Content: (please note that content portions of a review may contain spoilers)
Based on the seinen manga by Masaya Tsunamoto, which is over fourteen volumes as of this writing since it began in 2007, Giant Killing is a planned twenty-six episode series from Studio DEEN that is timed perfectly with the World Cup coming up. Having played soccer as a kid, coached it to other kids as an adult and having two kids of my own go through the sport for a few years, soccer is a game that I like a lot and fits in well with other sports series that have come over here over the years. It's still a sport that I find to be immensely popular among kids today, at least in my neck of the woods, as our small town of under 20,000 has dozens of teams each and every year across each age level. So seeing a show that deals with different levels, such as the young kids at first before moving into the older ones, is really great to see.
The series introduces us to the East Tokyo United club where things are getting to be pretty tough with attendance falling below 8,000 attendees on average. When that happens, sponsors start pulling out and it's really tough for that to happen to the ETU because unlike a lot of other teams, they're not part of another organization so there isn't a parent company to lean on. The administration is struggling to figure out what's best to do now and there's a bit of infighting since the chairman and vice chairman are very different brothers, but of the staff has decided to bring back a player named Takeshi who hasn't been involved in Japan for awhile to give everything a new spark and inspire others, to shake it all up a bit in a way that's needed. The concern is both whether they can do it and whether fans have changed too much to connect with this particular coach.
Takeshi has seen a real rise in his overall ability in the last few years as he went off to Eastham in England where he took a really rough team and shaped them into contenders that nearly made it to the top. Nobody in the local area knows what he's been up to all this time, but the nuggets we get about his period working with Eastham shows just what kind of inspiration he's been and the kind of drive he has in how it's paid off for them. Of course, as difficult as it will be to convince the fans to accept Takeshi as a coach, it's even more difficult with the players who have their own issues with him from the past. It may be the issue that really unites them as well since they look to be a pretty rough and ragtag group of players to begin with. Takeshi's style is one that's going to grate on them and the back and forth is likely what will define the first few episodes of the series at least as he has to work hard to win them over.

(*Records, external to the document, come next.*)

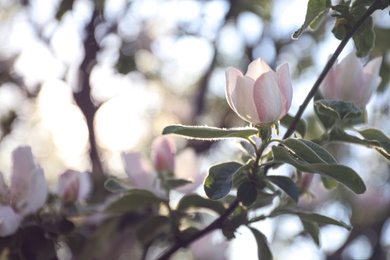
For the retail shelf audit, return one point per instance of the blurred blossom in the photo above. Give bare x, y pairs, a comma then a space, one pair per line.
163, 155
74, 186
261, 96
187, 167
350, 81
141, 173
27, 193
204, 248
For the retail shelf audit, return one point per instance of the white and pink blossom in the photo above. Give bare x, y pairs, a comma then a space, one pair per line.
74, 186
261, 96
350, 81
27, 193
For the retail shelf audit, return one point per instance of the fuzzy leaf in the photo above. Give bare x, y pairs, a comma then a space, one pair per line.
286, 184
220, 179
132, 200
314, 9
210, 133
263, 251
247, 193
337, 172
196, 201
301, 126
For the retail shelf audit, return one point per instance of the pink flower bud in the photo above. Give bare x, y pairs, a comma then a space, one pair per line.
350, 81
261, 96
74, 186
163, 155
27, 193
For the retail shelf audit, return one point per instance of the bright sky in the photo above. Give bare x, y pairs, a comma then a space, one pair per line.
127, 97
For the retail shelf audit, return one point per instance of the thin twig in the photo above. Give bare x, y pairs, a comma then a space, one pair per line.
214, 225
219, 221
375, 6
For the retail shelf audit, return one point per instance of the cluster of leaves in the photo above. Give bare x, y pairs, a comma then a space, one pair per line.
255, 188
348, 15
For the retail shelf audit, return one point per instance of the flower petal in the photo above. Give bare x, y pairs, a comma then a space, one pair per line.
231, 75
141, 173
9, 221
267, 98
23, 164
284, 82
36, 193
256, 68
245, 106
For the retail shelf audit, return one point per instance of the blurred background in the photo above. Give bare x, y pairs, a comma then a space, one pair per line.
82, 81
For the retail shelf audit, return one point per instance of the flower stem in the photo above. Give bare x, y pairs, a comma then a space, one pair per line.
378, 4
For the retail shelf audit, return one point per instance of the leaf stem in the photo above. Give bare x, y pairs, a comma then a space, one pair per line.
216, 224
378, 4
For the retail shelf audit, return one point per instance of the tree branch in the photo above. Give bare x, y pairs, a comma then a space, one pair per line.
375, 6
83, 96
219, 221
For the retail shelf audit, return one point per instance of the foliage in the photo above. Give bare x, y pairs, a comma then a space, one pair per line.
158, 210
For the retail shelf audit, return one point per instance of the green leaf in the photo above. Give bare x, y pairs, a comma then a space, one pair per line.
301, 126
66, 5
247, 193
362, 3
328, 183
263, 199
314, 9
337, 172
196, 201
286, 184
151, 228
210, 133
339, 30
364, 37
337, 109
313, 217
133, 200
219, 180
263, 251
383, 141
309, 151
374, 138
318, 21
114, 185
313, 230
173, 183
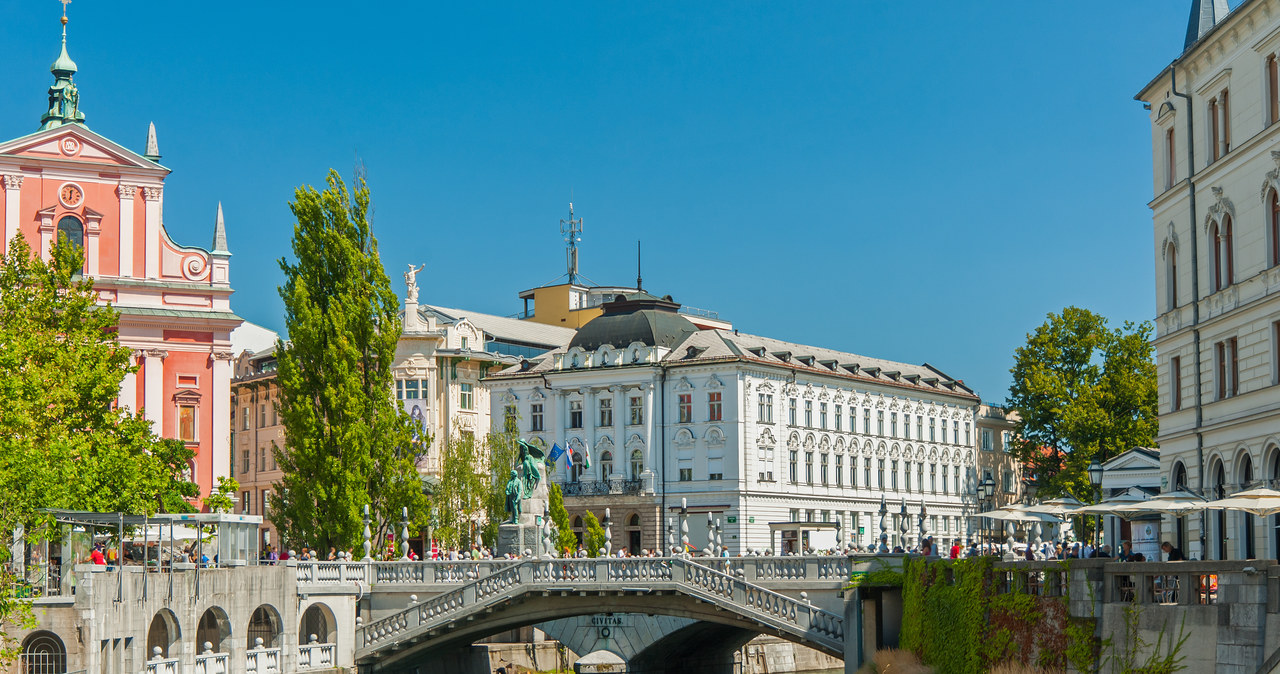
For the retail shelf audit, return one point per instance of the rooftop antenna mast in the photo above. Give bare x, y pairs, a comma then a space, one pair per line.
571, 229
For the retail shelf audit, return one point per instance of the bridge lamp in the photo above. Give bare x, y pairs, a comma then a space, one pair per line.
1096, 480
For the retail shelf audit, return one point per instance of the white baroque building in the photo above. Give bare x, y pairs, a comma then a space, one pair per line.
1216, 224
752, 430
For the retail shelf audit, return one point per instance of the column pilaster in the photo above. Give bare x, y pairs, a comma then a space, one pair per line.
152, 388
222, 450
151, 195
127, 193
12, 203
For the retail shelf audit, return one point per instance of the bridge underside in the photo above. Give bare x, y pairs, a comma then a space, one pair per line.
416, 652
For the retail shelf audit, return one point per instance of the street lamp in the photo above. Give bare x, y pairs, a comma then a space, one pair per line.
1096, 480
987, 489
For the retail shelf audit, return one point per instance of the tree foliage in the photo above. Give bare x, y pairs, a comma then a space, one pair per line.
566, 541
63, 440
462, 495
347, 444
1083, 390
593, 535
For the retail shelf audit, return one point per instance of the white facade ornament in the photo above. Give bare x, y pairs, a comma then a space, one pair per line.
1272, 178
1221, 206
411, 282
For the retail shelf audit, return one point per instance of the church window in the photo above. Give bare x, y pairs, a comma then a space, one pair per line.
72, 230
686, 408
187, 423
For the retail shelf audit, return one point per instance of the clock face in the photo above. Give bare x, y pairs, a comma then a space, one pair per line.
71, 195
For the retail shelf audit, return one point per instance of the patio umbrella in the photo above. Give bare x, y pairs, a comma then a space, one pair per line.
1173, 503
1261, 501
1109, 507
1063, 505
1018, 516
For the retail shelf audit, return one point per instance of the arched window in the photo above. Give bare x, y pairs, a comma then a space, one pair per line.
1274, 228
42, 652
264, 624
214, 629
1224, 265
164, 636
1248, 548
1180, 523
316, 626
1220, 493
72, 229
606, 464
636, 463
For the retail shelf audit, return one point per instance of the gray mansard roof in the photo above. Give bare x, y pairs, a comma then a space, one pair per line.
507, 329
708, 345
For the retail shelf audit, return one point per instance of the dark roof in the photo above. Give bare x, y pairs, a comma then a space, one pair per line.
635, 317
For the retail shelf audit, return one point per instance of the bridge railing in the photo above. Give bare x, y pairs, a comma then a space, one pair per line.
835, 568
398, 572
730, 587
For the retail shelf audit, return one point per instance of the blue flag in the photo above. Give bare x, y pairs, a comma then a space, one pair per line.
556, 453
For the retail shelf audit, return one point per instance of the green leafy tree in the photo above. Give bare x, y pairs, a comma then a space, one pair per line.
222, 498
461, 496
566, 541
347, 444
63, 440
593, 539
1083, 390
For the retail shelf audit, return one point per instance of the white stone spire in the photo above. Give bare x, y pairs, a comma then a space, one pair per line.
152, 146
1205, 15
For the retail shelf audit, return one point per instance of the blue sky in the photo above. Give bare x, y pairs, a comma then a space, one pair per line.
912, 180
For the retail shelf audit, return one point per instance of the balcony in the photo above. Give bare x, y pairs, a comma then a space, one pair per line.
600, 487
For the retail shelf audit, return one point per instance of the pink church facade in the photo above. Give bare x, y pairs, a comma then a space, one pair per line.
174, 301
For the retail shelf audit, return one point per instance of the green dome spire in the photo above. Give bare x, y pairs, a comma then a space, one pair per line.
63, 96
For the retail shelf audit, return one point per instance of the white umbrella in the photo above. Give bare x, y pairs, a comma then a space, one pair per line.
1173, 503
1019, 516
1109, 507
1063, 505
1261, 501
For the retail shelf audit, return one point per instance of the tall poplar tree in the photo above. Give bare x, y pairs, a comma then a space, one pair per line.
1083, 390
347, 444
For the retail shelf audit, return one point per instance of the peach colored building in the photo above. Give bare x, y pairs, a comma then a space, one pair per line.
174, 301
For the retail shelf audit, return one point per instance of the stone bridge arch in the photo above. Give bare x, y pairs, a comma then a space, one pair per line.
566, 588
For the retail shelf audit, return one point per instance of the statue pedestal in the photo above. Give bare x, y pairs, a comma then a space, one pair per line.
515, 539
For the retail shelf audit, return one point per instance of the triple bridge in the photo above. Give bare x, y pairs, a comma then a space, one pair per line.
412, 611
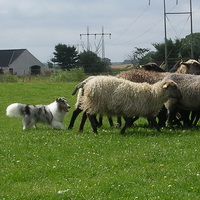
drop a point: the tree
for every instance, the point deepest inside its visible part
(92, 63)
(65, 56)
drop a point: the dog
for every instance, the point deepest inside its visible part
(52, 115)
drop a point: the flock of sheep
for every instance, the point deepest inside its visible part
(150, 92)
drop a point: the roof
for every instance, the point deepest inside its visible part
(9, 56)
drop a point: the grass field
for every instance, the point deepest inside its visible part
(54, 164)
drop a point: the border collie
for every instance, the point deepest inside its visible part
(52, 115)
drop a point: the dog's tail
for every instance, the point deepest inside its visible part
(14, 110)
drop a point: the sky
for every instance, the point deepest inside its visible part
(39, 25)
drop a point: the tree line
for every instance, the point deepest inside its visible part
(66, 57)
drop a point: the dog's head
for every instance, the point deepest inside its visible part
(62, 104)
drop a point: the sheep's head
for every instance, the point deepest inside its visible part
(189, 67)
(152, 67)
(172, 89)
(62, 104)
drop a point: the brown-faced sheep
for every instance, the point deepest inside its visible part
(113, 96)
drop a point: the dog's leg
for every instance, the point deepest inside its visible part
(27, 122)
(57, 125)
(74, 116)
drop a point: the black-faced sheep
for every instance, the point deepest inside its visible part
(113, 96)
(140, 76)
(189, 86)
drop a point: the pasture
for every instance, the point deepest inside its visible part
(54, 164)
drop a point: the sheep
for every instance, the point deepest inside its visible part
(189, 67)
(114, 96)
(189, 86)
(139, 76)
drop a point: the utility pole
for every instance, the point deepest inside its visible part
(165, 29)
(102, 34)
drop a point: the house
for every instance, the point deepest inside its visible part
(20, 62)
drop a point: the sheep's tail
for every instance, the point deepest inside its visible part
(81, 85)
(14, 110)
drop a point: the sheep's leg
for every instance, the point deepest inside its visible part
(128, 121)
(92, 119)
(74, 116)
(119, 121)
(100, 121)
(110, 121)
(83, 120)
(154, 123)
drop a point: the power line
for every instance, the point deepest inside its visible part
(102, 34)
(165, 27)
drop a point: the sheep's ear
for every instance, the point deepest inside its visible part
(165, 86)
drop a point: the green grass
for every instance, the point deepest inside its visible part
(54, 164)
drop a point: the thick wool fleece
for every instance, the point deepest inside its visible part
(115, 96)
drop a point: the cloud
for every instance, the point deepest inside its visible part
(40, 25)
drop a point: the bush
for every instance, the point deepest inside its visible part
(67, 76)
(7, 77)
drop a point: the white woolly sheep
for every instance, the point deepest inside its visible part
(191, 66)
(113, 96)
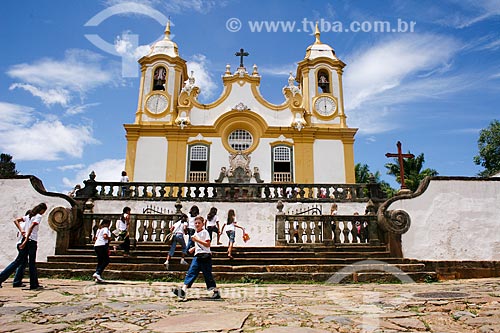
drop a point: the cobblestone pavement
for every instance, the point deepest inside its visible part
(125, 306)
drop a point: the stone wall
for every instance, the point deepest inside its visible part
(16, 197)
(454, 219)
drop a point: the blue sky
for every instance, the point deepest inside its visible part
(64, 96)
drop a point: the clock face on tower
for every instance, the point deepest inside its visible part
(325, 106)
(157, 103)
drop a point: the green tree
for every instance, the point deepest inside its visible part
(363, 174)
(7, 167)
(413, 171)
(489, 149)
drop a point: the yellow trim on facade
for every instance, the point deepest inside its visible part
(350, 175)
(304, 159)
(258, 97)
(217, 102)
(319, 115)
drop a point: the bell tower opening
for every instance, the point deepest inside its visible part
(323, 82)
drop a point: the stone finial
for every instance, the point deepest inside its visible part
(291, 80)
(255, 71)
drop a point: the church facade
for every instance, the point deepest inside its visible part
(240, 137)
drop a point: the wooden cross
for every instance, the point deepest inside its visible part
(241, 54)
(400, 157)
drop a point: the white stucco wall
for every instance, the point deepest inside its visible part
(329, 162)
(453, 220)
(151, 159)
(16, 197)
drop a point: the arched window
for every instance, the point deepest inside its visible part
(198, 163)
(323, 82)
(282, 164)
(159, 78)
(240, 140)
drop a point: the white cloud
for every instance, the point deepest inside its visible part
(49, 139)
(386, 65)
(70, 167)
(48, 96)
(77, 109)
(174, 6)
(407, 68)
(200, 66)
(55, 80)
(14, 115)
(107, 170)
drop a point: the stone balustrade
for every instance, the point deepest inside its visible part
(228, 192)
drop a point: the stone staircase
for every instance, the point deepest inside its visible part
(301, 263)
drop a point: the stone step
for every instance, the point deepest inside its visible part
(224, 259)
(356, 247)
(176, 266)
(243, 253)
(244, 276)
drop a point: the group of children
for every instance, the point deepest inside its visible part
(199, 231)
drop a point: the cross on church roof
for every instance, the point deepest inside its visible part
(400, 157)
(241, 54)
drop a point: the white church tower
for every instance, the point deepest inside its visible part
(240, 137)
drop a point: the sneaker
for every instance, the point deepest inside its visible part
(39, 287)
(179, 293)
(215, 295)
(97, 277)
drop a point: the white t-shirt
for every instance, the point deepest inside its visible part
(231, 227)
(191, 222)
(100, 241)
(213, 222)
(179, 227)
(36, 221)
(22, 224)
(122, 225)
(204, 236)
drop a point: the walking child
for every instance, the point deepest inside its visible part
(20, 223)
(101, 248)
(202, 261)
(193, 213)
(231, 226)
(178, 229)
(28, 247)
(212, 224)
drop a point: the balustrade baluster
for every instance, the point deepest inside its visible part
(317, 232)
(149, 229)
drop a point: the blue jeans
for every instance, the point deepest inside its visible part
(32, 248)
(204, 265)
(102, 257)
(231, 234)
(179, 238)
(21, 259)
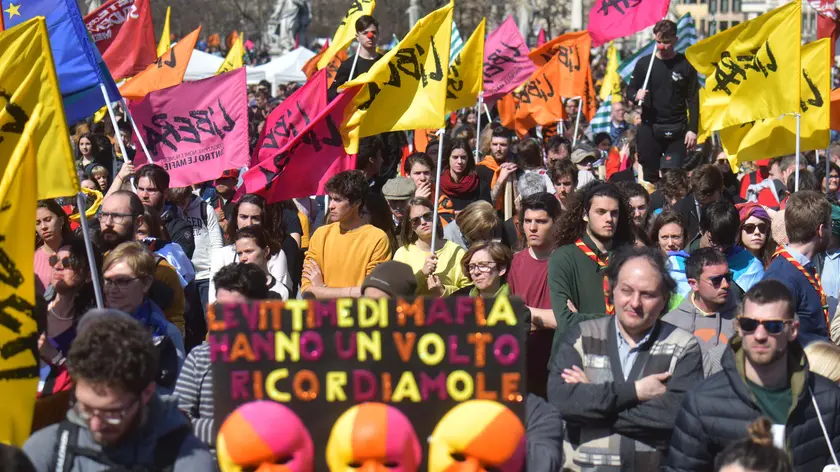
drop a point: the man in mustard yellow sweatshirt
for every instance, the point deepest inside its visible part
(342, 253)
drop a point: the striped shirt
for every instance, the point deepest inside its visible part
(194, 390)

With this show gaining a bit more traction now that it's showing on Crunchyroll, I've already noticed a fair bit of discussion about one aspect of the localization in that they're calling it soccer, instead of football. The problem is certainly there as the show is being shown in multiple territories outside of the US, and we've heard that non-US viewers are higher in number than US viewers, so it is surprising that they're calling it soccer rather than football since that's what it's known as in what, 98% of the world? It's a problem I can understand, though since it is being handled by a US company by US translators presumably, it's not a surprise that it would be called that. While I would much rather see it called football, it's not an issue I'm going to find detrimental to my enjoyment of the show. Your mileage may vary depending on your intensity as a fan around the world though.
The opening episode of Giant Killing is really solid across the board. It manages to use an international flavor well with a nod towards England, the scope of the game and where it's played and it even uses a fair bit of English by several characters at different times. And not bad English either considering some of what's come in other series before. A lot of what we get here is fairly standard setup material and we don't get to really connect with any of the characters yet, but they've got all the right ingredients here with what I think is some really strong animation and character designs. The look is great, the animation looks spot on and it's a show that seems to be gearing up to give me exactly what I want out of a sports show. The fact that it's not dealing with high school kids just raises it to a whole other level. Definitely a show I'm looking forward to spending a good part of 2010 with.
Japanese 2.0 Language, English Subtitles
Sony KDS-R70XBR2 70" LCoS 1080P HDTV, Sony PlayStation3 Blu-ray player via HDMI set to 1080p, Onkyo TX-SR605 Receiver and Panasonic SB-TP20S Multi-Channel Speaker System With 100-Watt Subwoofer.